DSPy Integration Concepts¶
DSPy revolutionizes LLM usage by separating logic (signatures) from parameters (prompts/weights) and introducing optimizers (teleprompters) to tune those parameters.
Here is how Genesis can leverage DSPy concepts:
1. Prompt Optimization (The "Compiler")¶
Currently, Genesis uses fixed prompt templates (e.g., DIFF_SYS_FORMAT). If the prompt is suboptimal, the evolution suffers.
DSPy Inspiration: MIPRO (Multi-prompt Instruction Proposal Optimizer)
We can implement an Outer Optimization Loop:
- Define Metric: Average population fitness over 5 generations.
- Propose: A "Prompt LLM" generates 10 variations of the
task_sys_msg(e.g., one emphasizes "speed", another "readability", another "step-by-step"). - Evaluate: Run a short Genesis evolution sprint for each prompt variation.
- Select: Keep the prompt that produced the best code.
Implementation:
class PromptOptimizer:
def optimize(self, base_config):
candidates = self.generate_prompt_candidates(base_config.task_sys_msg)
scores = []
for prompt in candidates:
# Run "Micro-Genesis"
avg_fitness = self.run_short_experiment(prompt)
scores.append(avg_fitness)
return candidates[np.argmax(scores)]
2. Bootstrapping Few-Shot Examples¶
Genesis uses "Inspirations" (Archive/Top-K) as few-shot examples. Currently, this is a heuristic selection (random or fitness-weighted).
DSPy Inspiration: BootstrapFewShot
DSPy's BootstrapFewShot runs the pipeline, collects successful traces (Input -> Output pairs that scored high), and permanently saves them as few-shot examples for future calls.
Genesis Adaptation:
Instead of just showing top-k programs, we should explicitly curate a "Golden Set" of Mutation Traces:
- (Code_Before, Mutation_Instruction, Code_After) pairs that resulted in huge fitness jumps.

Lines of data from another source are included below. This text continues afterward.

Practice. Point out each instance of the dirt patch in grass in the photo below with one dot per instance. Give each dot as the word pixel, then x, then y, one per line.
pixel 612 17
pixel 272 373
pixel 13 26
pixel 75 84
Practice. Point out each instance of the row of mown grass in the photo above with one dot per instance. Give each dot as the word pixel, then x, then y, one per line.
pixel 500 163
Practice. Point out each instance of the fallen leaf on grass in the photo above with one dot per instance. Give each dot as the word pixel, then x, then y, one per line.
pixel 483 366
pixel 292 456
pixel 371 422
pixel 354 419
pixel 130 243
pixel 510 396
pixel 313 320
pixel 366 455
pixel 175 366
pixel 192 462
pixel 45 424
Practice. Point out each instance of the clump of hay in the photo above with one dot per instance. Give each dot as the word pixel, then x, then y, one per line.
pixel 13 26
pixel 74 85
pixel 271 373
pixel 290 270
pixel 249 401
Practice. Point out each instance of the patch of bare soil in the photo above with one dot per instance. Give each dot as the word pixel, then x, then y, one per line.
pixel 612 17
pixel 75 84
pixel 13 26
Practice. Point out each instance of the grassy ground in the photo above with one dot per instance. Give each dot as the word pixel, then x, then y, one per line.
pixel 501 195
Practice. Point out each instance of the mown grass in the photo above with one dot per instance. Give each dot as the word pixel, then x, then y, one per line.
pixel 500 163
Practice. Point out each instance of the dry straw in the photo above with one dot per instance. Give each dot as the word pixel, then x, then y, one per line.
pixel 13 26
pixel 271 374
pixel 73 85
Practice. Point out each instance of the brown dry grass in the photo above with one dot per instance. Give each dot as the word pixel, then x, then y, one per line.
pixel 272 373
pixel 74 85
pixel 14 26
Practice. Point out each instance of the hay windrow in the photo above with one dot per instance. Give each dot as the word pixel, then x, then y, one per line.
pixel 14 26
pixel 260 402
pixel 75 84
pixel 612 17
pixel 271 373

- The system should "learn" which examples are most instructive. If showing "SIMD optimization" examples leads to failures, stop showing them. If showing "Memory layout" changes leads to success, pin those examples in the prompt.
3. Signatures vs. Strings¶
DSPy encourages defining tasks as Signatures: class CodeImprover(dspy.Signature): "input_code -> improved_code".
Genesis Adaptation:
Refactor genesis/prompts/ to define Signatures. This allows us to easily swap out the underlying prompt structure (Chain of Thought, ReAct, etc.) without rewriting the entire string handling logic.
class EvolveSignature(dspy.Signature):
"""Improve the provided code to maximize the fitness metric."""
code: str = dspy.InputField()
performance_feedback: str = dspy.InputField()
improved_code: str = dspy.OutputField()
Strategy¶
- Short Term: Implement the "Outer Loop" prompt optimizer (MIPRO-lite) to tune
task_sys_msg. - Medium Term: Replace heuristic "Inspirations" with a learned "Few-Shot Bootstrap" set of high-impact mutations.
- Long Term: Adopt DSPy (or a similar abstraction) to manage the prompt construction pipeline entirely.